More Than a Logistical Problem
Derivatives businesses are highly dependent on capital and reputation: liquidity and a high rating convince investors and businesses that a bank is a safe counterparty risk. If financial reform requires banks to create a separate affiliate for derivatives, then this is more than just logistically annoying. Each bank would then need a new, separate highly capitalized division for this function.
Take banking behemoth JPMorgan, for example. The parent company JPMorgan Chase & Co. is rated Aa3 by Moodys. Its depository bank, JPMorgan Chase Bank, N.A. is rated Aa1. Its investment banking arm, JPMorgan Securities, Inc. is unrated. While you might think its derivatives desk falls under its securities division, it doesn't. If you want a swap with JPMorgan, it will be through its depository institution -- JP Morgan Chase Bank, N.A.
So JPMorgan can't just move its derivatives desk into its securities arm. It would also need a great deal of capital behind it and probably a rating. This is not only important from a counterparty perspective, but also in order to have the derivatives eligible for clearing. Big financial institutions do not want to have to capitalize another entity, but would rather rely on the capital in their bank to back their derivatives business.
Could Banks Still Hedge?
Andrew DeSouza, spokesman for the Securities Industry and Financial Markets Association, explains another worry. He says that financial institutions fear that the Senate bill in its current form would prohibit banks from hedging using derivatives. They worry that, even if they put their derivatives desk in an affiliate, the separate banks couldn't use any derivatives. If it did, then it could still be considered a swap dealer, and be forbidden from obtaining government assistance like depository insurance or use of the Federal Reserve's discount window.
It's a little unclear why even a separate derivatives division wouldn't be interpreted as having adequate creditworthiness, since it would sit below the broader holding company umbrella. If banks can find a way to reorganize and still have their broader institution's capital and rating behind their new derivatives divisions, then this problem would largely disappear. If not, then the problem would persist.

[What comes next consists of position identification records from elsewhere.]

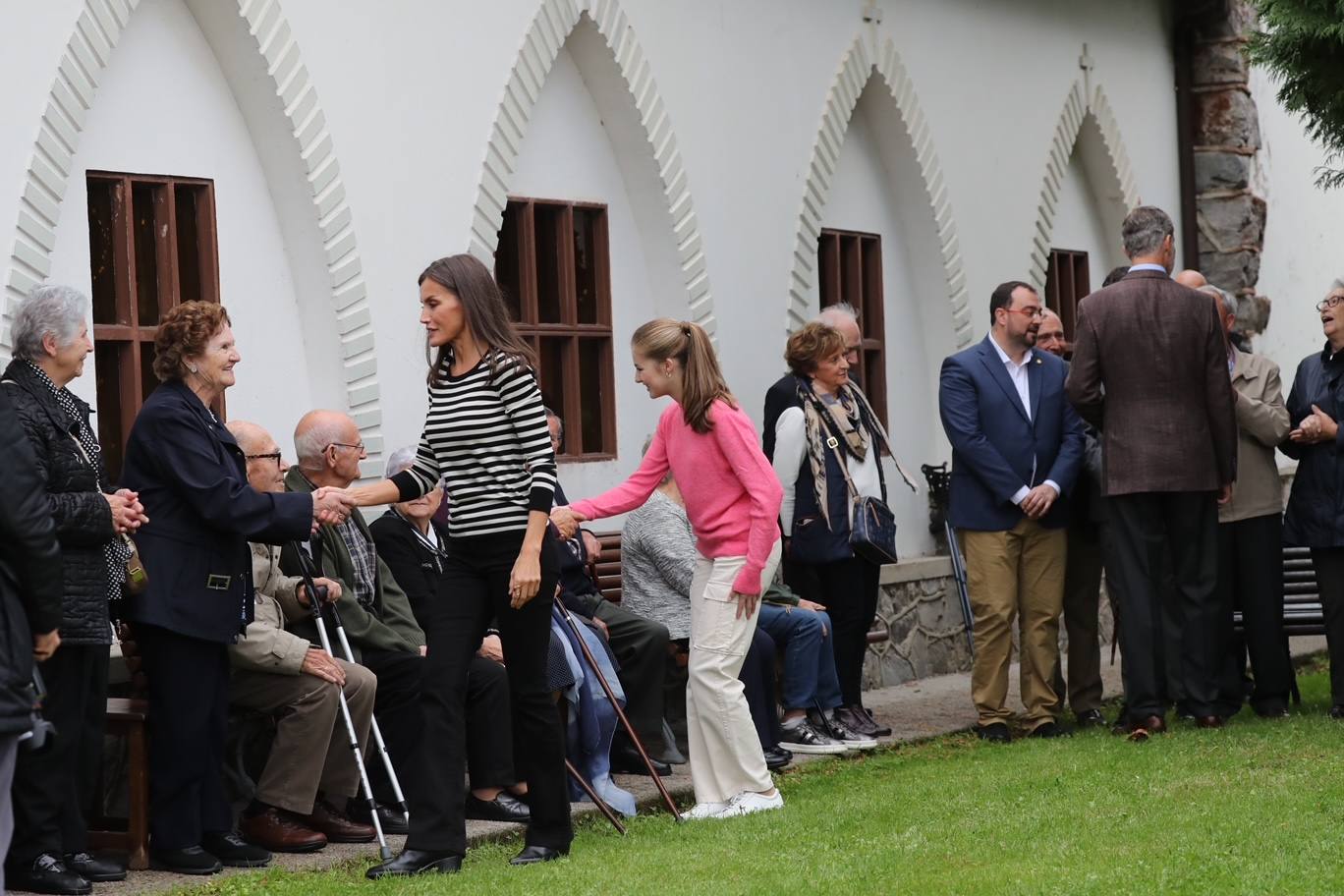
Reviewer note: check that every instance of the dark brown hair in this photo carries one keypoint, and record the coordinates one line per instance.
(701, 380)
(811, 346)
(185, 332)
(482, 310)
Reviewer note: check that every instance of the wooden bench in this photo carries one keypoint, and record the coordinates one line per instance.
(606, 573)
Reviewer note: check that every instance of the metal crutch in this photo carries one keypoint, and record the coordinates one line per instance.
(620, 713)
(316, 596)
(312, 566)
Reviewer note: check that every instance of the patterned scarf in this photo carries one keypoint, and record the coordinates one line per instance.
(116, 551)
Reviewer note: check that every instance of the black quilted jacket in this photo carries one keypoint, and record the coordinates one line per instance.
(80, 512)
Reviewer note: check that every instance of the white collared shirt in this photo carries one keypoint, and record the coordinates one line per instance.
(1018, 373)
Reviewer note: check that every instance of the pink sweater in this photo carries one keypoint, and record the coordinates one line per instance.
(731, 492)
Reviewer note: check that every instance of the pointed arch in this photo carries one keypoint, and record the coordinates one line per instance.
(73, 91)
(857, 68)
(1078, 106)
(550, 28)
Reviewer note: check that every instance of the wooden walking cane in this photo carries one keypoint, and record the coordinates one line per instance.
(620, 713)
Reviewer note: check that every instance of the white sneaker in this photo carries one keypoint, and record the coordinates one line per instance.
(749, 802)
(704, 811)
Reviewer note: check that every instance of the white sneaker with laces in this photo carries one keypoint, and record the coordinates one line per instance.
(704, 811)
(749, 802)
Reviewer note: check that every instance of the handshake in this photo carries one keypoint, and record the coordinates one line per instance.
(332, 505)
(566, 520)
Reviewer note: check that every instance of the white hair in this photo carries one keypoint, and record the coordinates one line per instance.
(1223, 297)
(310, 443)
(55, 310)
(401, 460)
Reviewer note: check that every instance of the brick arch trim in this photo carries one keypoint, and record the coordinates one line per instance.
(540, 46)
(857, 68)
(86, 57)
(1078, 105)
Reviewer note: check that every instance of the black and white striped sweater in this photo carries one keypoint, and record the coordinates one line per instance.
(485, 438)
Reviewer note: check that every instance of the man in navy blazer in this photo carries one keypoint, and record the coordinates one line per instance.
(1016, 449)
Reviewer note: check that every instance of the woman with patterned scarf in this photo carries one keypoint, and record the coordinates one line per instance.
(50, 851)
(831, 423)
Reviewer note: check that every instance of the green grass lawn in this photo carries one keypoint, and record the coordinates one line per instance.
(1257, 808)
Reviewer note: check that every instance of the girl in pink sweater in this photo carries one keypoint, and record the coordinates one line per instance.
(733, 501)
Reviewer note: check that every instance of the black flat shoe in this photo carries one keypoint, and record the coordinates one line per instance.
(532, 855)
(94, 869)
(233, 851)
(47, 874)
(417, 862)
(503, 808)
(193, 860)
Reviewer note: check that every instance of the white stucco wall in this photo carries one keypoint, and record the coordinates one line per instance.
(409, 98)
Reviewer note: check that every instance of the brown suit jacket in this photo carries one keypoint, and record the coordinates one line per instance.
(1149, 369)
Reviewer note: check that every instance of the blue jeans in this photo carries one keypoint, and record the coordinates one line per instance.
(810, 665)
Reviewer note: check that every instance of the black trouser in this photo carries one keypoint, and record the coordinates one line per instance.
(640, 647)
(1329, 581)
(472, 591)
(1250, 578)
(189, 721)
(53, 789)
(848, 589)
(1146, 531)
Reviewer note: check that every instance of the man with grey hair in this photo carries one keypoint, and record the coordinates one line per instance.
(1250, 532)
(1149, 369)
(303, 792)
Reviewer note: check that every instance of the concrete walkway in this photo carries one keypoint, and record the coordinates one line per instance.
(916, 710)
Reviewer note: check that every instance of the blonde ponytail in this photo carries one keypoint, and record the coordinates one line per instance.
(701, 380)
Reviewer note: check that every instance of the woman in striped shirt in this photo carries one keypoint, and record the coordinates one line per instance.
(485, 437)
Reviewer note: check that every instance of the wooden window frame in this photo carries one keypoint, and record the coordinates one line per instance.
(522, 291)
(850, 270)
(125, 335)
(1067, 281)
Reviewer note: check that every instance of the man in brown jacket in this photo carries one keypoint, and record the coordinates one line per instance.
(1149, 369)
(302, 794)
(1250, 530)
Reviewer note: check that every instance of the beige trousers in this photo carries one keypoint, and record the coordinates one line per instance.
(1019, 573)
(726, 756)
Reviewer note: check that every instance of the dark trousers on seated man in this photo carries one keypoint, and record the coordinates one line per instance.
(1149, 531)
(1015, 574)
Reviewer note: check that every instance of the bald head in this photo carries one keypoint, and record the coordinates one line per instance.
(328, 448)
(1191, 278)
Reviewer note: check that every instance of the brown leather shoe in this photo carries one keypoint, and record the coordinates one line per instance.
(338, 826)
(280, 832)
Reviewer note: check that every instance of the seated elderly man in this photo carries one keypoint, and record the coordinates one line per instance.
(380, 625)
(310, 774)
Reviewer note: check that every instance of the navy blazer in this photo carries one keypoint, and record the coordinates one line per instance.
(996, 449)
(193, 479)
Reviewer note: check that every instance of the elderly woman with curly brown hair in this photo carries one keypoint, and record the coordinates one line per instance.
(191, 477)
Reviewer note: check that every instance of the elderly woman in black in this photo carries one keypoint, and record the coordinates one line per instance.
(1316, 503)
(50, 849)
(191, 477)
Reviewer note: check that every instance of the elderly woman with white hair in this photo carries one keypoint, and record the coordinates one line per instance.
(50, 851)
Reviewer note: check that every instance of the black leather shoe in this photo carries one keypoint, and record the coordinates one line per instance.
(503, 808)
(532, 855)
(391, 819)
(417, 862)
(47, 874)
(193, 860)
(233, 851)
(1047, 730)
(94, 869)
(627, 761)
(777, 757)
(995, 732)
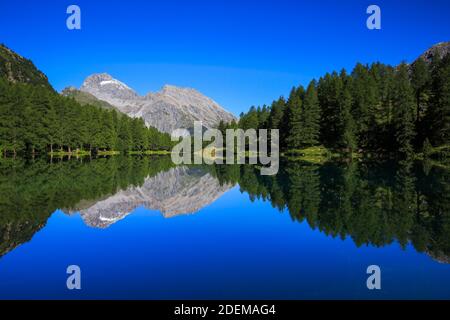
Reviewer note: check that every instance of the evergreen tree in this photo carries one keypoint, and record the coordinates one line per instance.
(311, 116)
(403, 112)
(439, 112)
(294, 136)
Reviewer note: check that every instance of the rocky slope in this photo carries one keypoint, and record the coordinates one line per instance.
(85, 98)
(15, 68)
(181, 190)
(440, 49)
(169, 109)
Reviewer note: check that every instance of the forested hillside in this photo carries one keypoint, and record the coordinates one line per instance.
(376, 110)
(35, 119)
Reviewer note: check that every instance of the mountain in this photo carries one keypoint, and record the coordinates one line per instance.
(181, 190)
(169, 109)
(17, 69)
(85, 98)
(440, 49)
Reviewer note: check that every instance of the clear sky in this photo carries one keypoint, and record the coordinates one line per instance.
(240, 53)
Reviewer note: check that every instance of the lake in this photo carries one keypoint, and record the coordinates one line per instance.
(143, 228)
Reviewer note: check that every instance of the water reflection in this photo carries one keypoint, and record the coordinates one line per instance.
(372, 203)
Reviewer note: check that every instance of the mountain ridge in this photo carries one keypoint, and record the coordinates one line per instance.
(169, 109)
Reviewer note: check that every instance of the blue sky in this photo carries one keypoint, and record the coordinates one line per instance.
(240, 53)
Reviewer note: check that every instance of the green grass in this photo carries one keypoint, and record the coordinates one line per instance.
(108, 153)
(66, 153)
(316, 154)
(150, 152)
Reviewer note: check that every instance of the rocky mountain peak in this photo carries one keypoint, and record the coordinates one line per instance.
(440, 49)
(169, 109)
(103, 85)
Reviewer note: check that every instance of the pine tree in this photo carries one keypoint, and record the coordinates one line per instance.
(311, 116)
(439, 111)
(347, 137)
(403, 104)
(294, 136)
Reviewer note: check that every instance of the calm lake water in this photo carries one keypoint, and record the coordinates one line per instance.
(143, 228)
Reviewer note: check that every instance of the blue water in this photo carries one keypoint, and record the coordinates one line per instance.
(231, 249)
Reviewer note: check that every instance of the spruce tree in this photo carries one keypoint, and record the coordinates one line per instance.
(311, 116)
(403, 105)
(294, 136)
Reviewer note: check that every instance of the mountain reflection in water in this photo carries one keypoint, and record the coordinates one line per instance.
(373, 203)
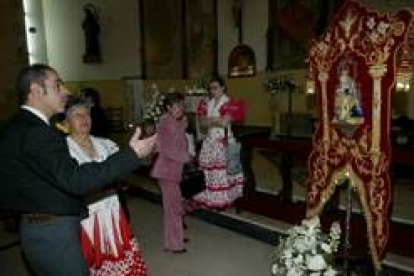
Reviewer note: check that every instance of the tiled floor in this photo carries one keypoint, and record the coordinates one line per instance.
(212, 250)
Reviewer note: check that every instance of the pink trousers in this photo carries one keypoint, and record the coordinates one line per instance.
(173, 215)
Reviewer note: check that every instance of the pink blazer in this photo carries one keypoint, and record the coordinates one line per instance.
(172, 149)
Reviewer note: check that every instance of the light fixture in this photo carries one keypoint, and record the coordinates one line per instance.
(310, 82)
(404, 73)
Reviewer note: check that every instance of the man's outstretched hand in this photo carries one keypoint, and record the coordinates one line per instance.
(142, 147)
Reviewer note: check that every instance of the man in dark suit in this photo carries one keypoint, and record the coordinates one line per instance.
(41, 182)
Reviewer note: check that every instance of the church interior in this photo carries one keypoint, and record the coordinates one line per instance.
(263, 49)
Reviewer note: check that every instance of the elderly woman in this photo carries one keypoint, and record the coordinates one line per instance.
(112, 248)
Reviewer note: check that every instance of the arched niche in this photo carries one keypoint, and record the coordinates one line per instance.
(242, 62)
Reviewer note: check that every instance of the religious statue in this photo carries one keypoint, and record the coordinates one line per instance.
(91, 29)
(347, 103)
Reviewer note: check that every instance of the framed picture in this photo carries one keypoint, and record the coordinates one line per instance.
(292, 25)
(201, 37)
(161, 29)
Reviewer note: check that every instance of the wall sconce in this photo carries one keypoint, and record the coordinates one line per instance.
(404, 73)
(310, 86)
(310, 82)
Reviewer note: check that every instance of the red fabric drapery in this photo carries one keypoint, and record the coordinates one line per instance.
(353, 65)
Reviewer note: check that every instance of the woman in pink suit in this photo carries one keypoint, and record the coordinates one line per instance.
(173, 153)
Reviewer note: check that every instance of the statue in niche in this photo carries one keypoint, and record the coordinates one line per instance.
(348, 109)
(91, 30)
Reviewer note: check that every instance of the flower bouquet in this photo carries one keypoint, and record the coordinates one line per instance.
(307, 250)
(155, 106)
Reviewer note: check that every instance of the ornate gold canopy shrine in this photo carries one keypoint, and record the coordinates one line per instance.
(354, 65)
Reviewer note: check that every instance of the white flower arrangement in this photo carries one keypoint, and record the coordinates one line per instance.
(155, 106)
(307, 250)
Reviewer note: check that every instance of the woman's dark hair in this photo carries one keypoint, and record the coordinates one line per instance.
(219, 80)
(74, 101)
(172, 98)
(35, 73)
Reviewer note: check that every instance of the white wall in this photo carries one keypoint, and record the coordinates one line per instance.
(119, 39)
(36, 39)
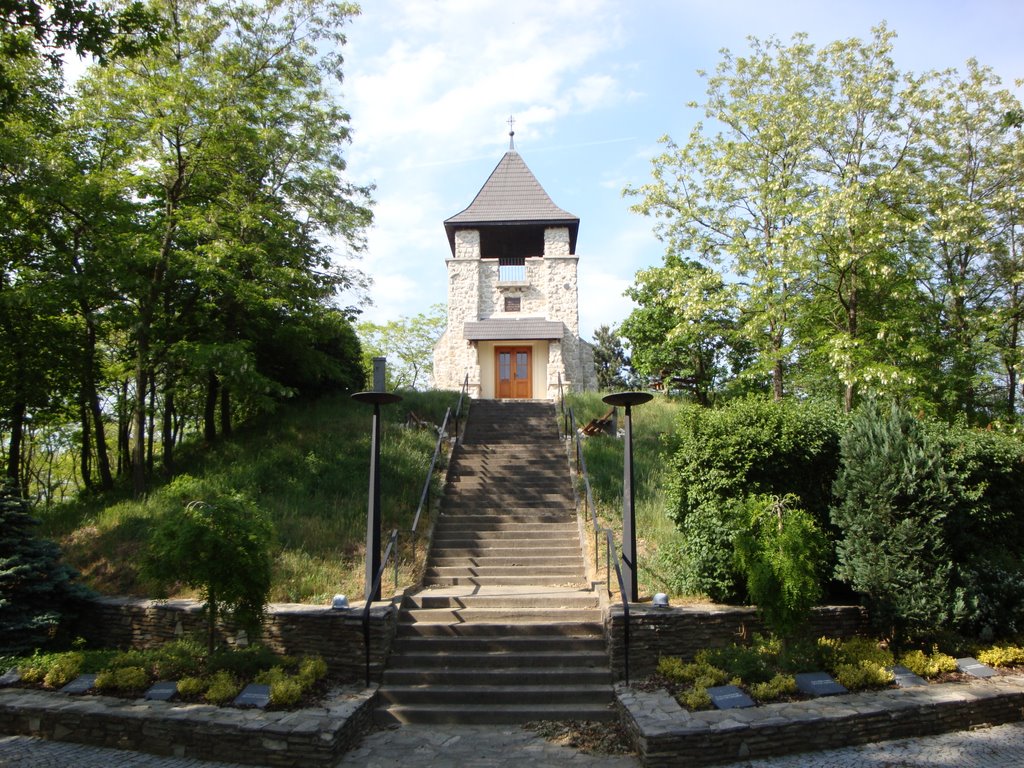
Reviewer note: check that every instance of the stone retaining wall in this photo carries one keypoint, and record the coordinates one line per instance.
(665, 734)
(292, 629)
(682, 631)
(303, 737)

As for the hedging issue, that could be easily remedied through some explicit language in the bill that provides banks the ability to hedge. It's highly unlikely that the spirit of the financial reform bill means to prohibit banks from hedging in an end-user capacity -- when they have natural exposure to fixed rate loans through mortgages, for example. Otherwise, financial products would become more expensive for consumers, as a bigger risk premium would need to be built into prices, since hedging would be impossible.
At this point, it's becoming difficult to understand the logic behind why banks are required to separate their derivatives business. Despite their populist sneers they receive, derivatives actually do have a vital Main Street purpose. Unless the intent is to reduce derivatives to a true casino of bets between risky dealers, the industry should be structured to have as much stability as possible. Without any access to bank capital, derivatives would be on much shakier ground.